Em 2021, Mick Schumacher pilotou o Jordan 191 em Silverstone. O modelo é de culto: pintado de um verde pantanoso, com um nariz estreito e curvado, uma asa dianteira semelhante a uma espátula e uma asa traseira parecida com uma estante vazia. Na retaguarda, o símbolo da 7UP, um dos carimbos publicitários mais icónicos da Fórmula 1 que só desapareceu quando a Pepsi, outra marca do grupo, decidiu apostar todo o orçamento para patrocínios na tour de Michael Jackson.

A apresentação da viatura, em 1991, não atraiu mais do que 11 pessoas, algo pouco condizente com o sucesso que o produto viria a ter. Eddie Jordan chamou ao evento “um desastre”. Era a primeira vez que a Jordan Grand Prix se apresentava enquanto equipa pronta a competir na Fórmula 1, o que interessava a pouquíssima gente.

Antes do Grande Prémio da Bélgica, Bertrand Gachot foi preso devido a uma altercação que acabou com o piloto a pulverizar um taxista londrino com gás pimenta. A Jordan ficou sem um piloto e Eddie Jordan pôs-se a recrutar. Já tinha Michael Schumacher referenciado, mas não via nele mais do que um “condutor normal” que, apesar de ser “muito bom”, não tinha “nada de excecional”. A avaliação estava condicionada pelos padrões altos de recrutamento. Jordan já tinha trabalhado com Ayrton Senna na Fórmula 3. Ainda assim, mesmo com as carreiras que Schumacher e Senna vieram a ter, preferiu a de Alain Prost.

Michael acabou mesmo por render Bertrand Gachot e a Jordan ficou para sempre associada à estreia na Fórmula 1 do sete vezes campeão do mundo, que rumaria à Benetton. Foi esse momento que, 30 anos mais tarde, Mick recriou. Nas últimas sobras do século XX, o paddock era um sítio distinto do que é hoje em dia. Os pilotos não estavam assombrados por câmaras da Netflix e o negócio geria-se de uma forma diferente.

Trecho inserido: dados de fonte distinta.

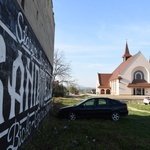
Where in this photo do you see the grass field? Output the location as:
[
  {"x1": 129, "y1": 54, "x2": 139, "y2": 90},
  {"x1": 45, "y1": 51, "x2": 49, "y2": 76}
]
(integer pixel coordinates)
[{"x1": 23, "y1": 96, "x2": 150, "y2": 150}]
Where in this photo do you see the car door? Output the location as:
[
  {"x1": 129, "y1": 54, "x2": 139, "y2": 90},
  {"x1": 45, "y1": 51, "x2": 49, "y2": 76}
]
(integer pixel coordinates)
[
  {"x1": 79, "y1": 98, "x2": 96, "y2": 118},
  {"x1": 95, "y1": 98, "x2": 111, "y2": 117}
]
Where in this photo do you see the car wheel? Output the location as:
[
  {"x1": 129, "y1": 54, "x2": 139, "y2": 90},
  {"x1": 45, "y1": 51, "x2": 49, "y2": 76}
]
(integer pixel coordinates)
[
  {"x1": 69, "y1": 112, "x2": 77, "y2": 121},
  {"x1": 111, "y1": 111, "x2": 120, "y2": 121}
]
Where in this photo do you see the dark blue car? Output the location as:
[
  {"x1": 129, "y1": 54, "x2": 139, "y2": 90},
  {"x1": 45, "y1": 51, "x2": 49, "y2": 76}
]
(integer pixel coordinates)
[{"x1": 58, "y1": 97, "x2": 128, "y2": 121}]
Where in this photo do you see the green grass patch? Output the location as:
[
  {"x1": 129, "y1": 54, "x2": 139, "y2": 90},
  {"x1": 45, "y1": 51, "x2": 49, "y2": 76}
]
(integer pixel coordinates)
[{"x1": 23, "y1": 98, "x2": 150, "y2": 150}]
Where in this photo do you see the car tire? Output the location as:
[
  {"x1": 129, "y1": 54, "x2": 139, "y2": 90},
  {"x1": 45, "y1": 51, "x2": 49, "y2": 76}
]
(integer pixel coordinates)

No meio de tudo, Eddie Jordan era já uma rockstar. Tinha mesmo uma banda, os “Eddie & The Robbers”, dos quais a pesquisa no YouTube começa por mostrar um cover de “Whiskey in a Jar” dos “The Dubliners”. Preservou até morrer, esta quinta-feira, vítima de um cancro na próstata, os óculos que lhe pareciam ter sido emprestados por John Lennon e um certo ar hippie. As notícias do desaparecimento do afamado dirigente da Fórmula 1, comentador televisivo e empresário não têm medo da repercussão do uso da palavra “extravagante” para descrever o irlandês que não foi além dos 76 anos.

“Nunca mais vai haver um Eddie Jordan.” A desmotivação é de Damon Hill, o piloto que deu, em 1998, a primeira vitória (de apenas quatro em 250 corridas) à Jordan. Era a fase dourada da equipa (literalmente, porque o patrocinador mudou e com ele as cores também foram alteradas para tons de vespa). Na temporada seguinte, o momento mais alto: o terceiro lugar no campeonato de construtores, muito por culpa do desempenho do alemão Heinz-Harald Frentzen.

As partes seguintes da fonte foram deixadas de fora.